La présidente de la Commission européenne, Ursula von der Leyen, et le président du Conseil européen, Antonio Costa, ont eux rappelé sur X que «l'intégrité territoriale et la souveraineté sont des principes fondamentaux du droit international».

M. Trump a annoncé dimanche la nomination du gouverneur de Louisiane, le républicain Jeff Landry, au poste d'envoyé spécial des États-Unis au Groenland.

«Jeff comprend à quel point le Groenland est essentiel à notre sécurité nationale et il défendra avec force les intérêts de notre pays», avait-t-il souligné sur son réseau Truth Social.

Après son élection, Donald Trump avait déjà expliqué avoir «besoin» du Groenland pour la sécurité des États-Unis.

«Formidable» pour le Groenland 

Jeff Landry a remercié M. Trump sur X pour cette mission visant à «faire du Groenland une partie des États-Unis ».

Il avait déjà salué en début d'année l'intention du président américain d'annexer le Groenland. «Nous devons faire en sorte que le Groenland rejoigne les États-Unis. » Ce serait formidable pour lui, formidable pour nous! Faisons-le!», avait-il écrit sur X le 10 janvier.

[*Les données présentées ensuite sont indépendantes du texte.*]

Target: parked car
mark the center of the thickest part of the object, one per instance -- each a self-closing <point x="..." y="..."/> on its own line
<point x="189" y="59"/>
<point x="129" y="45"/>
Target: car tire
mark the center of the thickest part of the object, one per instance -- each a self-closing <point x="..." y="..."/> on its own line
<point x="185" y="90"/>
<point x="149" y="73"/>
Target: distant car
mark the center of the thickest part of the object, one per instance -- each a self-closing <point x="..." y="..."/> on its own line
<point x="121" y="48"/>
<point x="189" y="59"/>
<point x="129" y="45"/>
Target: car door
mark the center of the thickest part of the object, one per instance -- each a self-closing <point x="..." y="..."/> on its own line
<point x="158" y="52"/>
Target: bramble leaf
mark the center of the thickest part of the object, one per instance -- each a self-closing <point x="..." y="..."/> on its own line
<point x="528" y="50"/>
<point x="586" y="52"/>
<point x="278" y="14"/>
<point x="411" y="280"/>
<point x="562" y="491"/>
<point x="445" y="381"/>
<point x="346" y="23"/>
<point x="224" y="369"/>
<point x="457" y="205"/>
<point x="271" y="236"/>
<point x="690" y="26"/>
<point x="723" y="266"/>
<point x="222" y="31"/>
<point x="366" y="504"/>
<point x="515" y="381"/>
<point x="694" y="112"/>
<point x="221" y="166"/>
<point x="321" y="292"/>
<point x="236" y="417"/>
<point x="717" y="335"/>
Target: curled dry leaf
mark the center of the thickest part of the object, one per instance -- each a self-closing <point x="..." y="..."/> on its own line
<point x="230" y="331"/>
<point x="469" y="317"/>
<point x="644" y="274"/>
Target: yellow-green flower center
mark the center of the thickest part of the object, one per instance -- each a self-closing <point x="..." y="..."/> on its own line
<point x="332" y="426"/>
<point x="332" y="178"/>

Le Groenland, une immense île arctique peuplée de 57.000 habitants, répète ne pas être à vendre et vouloir décider seul de son avenir.

En janvier, 85% des Groenlandais s'étaient dits opposés à une future appartenance aux États-Unis, selon un sondage publié dans le quotidien groenlandais Sermitsiaq. Seuls 6% y étaient favorables.

Fin mars, le vice-président américain, JD Vance, avait provoqué un tollé en prévoyant de se rendre sur le territoire sans y avoir été invité.

Face à l'ire déclenchée au Groenland, au Danemark et à travers l'Europe, il avait limité son déplacement à la base aérienne américaine de Pituffik, la plus septentrionale des États-Unis.

Il avait profité de son séjour pour critiquer l'inaction supposée du Danemark au Groenland.

Fin août, la télévision danoise avait révélé qu'au moins trois Américains liés à Donald Trump avaient réalisé des opérations d'influence dans ce territoire polaire.